Weather conditions also affected the ratios of CO2 to CH4 diffusing from the lake and the amount of CH4 emitted via ebullition. High amounts of oxygen introduced to the water column during stormy weather led to lower concentrations of dissolved CH4, likely resulting from enhanced methanotrophy and suppressed methanogenesis (Huttunen et al., 2006; Juutinen et al., 2009). When oxygen concentration was low, CH4 accumulated in the lower water column. We did not determine whether CH4 was derived from microbial processing of the CO2 associated with rainfall events or directly from the sediments as in other studies (Rudd & Hamilton, 1978; Huttunen et al., 2003). Nevertheless, since the CH4 only began to accumulate after rainfall, even though the lower water column was anoxic for most of 2012, it suggest that methanogenesis was stimulated by the microbial processing of the organic matter (Huttunen et al., 2003) or CO2 (Wand et al., 2006) introduced with runoff. Moreover, stormy weather resulted in significantly higher CH4 release from the lake via ebullition, possibly linked to warmer sediment temperatures (Wik et al., 2014) due to weaker stratification enabling a larger downward flux of heat. The higher frequency of frontal activity would have led to rapid changes in atmospheric pressure that also induces ebullition (Fechner-Levy & Hemond, 1996; Tokida et al., 2007). In Lake Jacques, ebullition was a more important CH4 emission pathway than diffusion, as demonstrated in several recent studies (e.g., Delsontro et al., 2010; Schubert et al., 2012; Shakhova et al., 2014), but only during stormy weather. Interestingly, during the dry, hot summer, the volume of gas evading from the sediments was considerably lower, but it contained a higher proportion of CH4. This inter-annual variability may have resulted from the difference in the size of bubbles, with smaller ones rising more often from the sediments during the more frequent mixing events in 2011. Relatively smaller bubbles would have lost relatively more of their initial CH4 (Ostrovsky et al., 2008).

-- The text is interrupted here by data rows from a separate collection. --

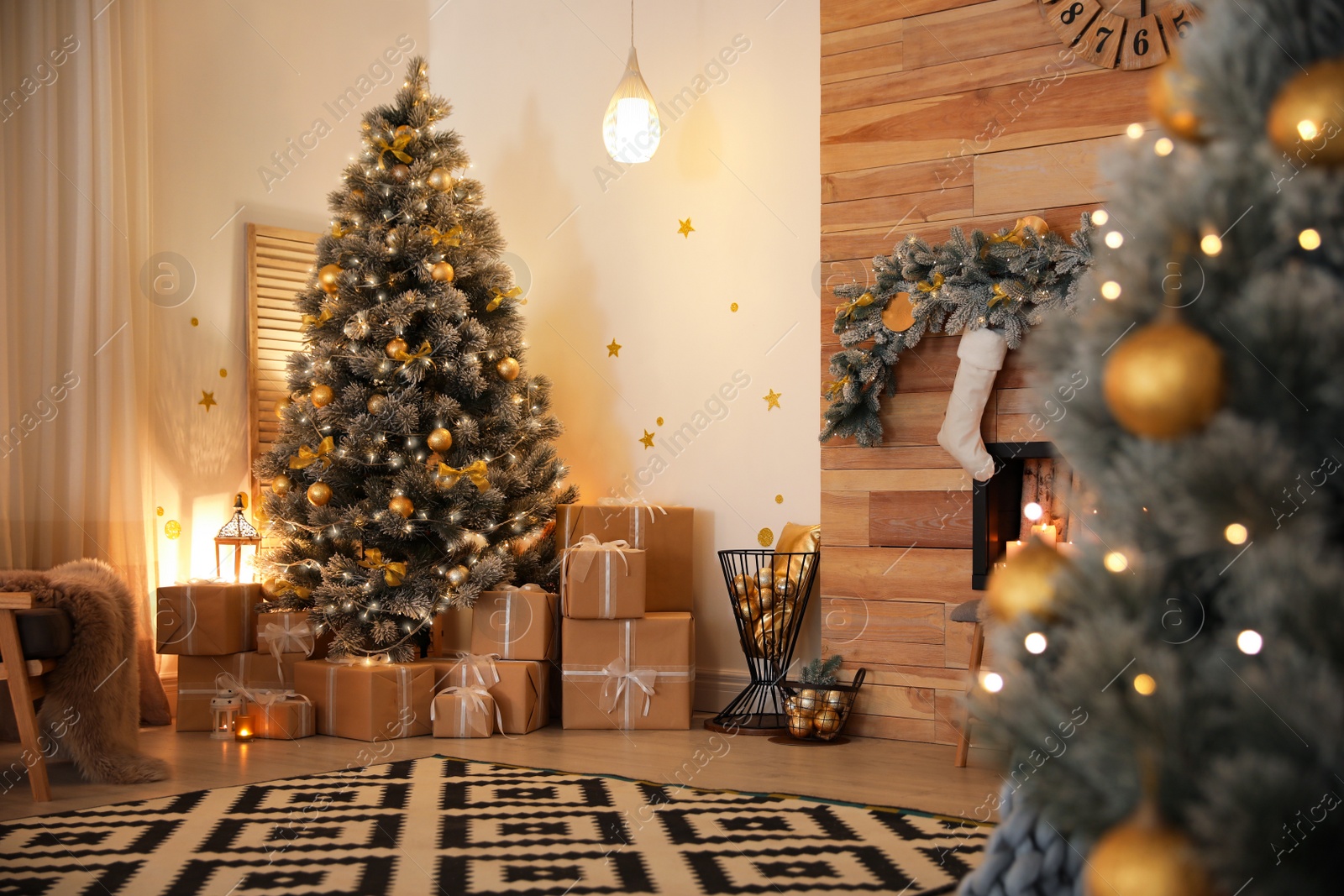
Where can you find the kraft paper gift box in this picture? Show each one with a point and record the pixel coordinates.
(602, 580)
(207, 618)
(515, 624)
(664, 533)
(291, 633)
(197, 681)
(289, 718)
(629, 673)
(464, 712)
(369, 700)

Weather patterns and oxygen availability may have also mediated the cycling of CH4 by microbial processes. Significantly, more dissolved CH4 was found in lake water after summer rainfall events when the lake was more strongly stratified. The stratification could have allowed a more efficient exploitation of this carbon source by methanotrophic bacteria and a greater input of CH4-derived carbon to higher trophic levels (Bastviken et al., 2003; Sanseverino et al., 2012). In contrast, during stormy weather, most of the CH4 was released from the sediments as gas bubbles avoiding oxidation in the water column and incorporation to the lake food web. Hence, CH4 may be a larger carbon source for bacteria during hot and dry weather or in wind-sheltered lakes than during stormy weather or in wind-exposed lakes (Kankaala et al., 2013).

In summary, depending on weather conditions, small and shallow temperate lake can be polymictic or remain stably stratified for periods longer than a month. Our correlative data indicated that rainfall and associated runoff introduced carbon directly into the lake with inflows generally near the bottom. The duration and extent of stratification moderated both the vertical distribution and processing of CO2 and CH4, and their flux at the air–water interface. The frequency of frontal events and the magnitude of wind and rain associated with these fronts caused year-to-year variability in GHG emissions and storage. Climate induced modification of the frequency of weather events such as rainstorms and concomitant changes in thermal stratification thus can lead to different pathways of GHG cycling in shallow lakes.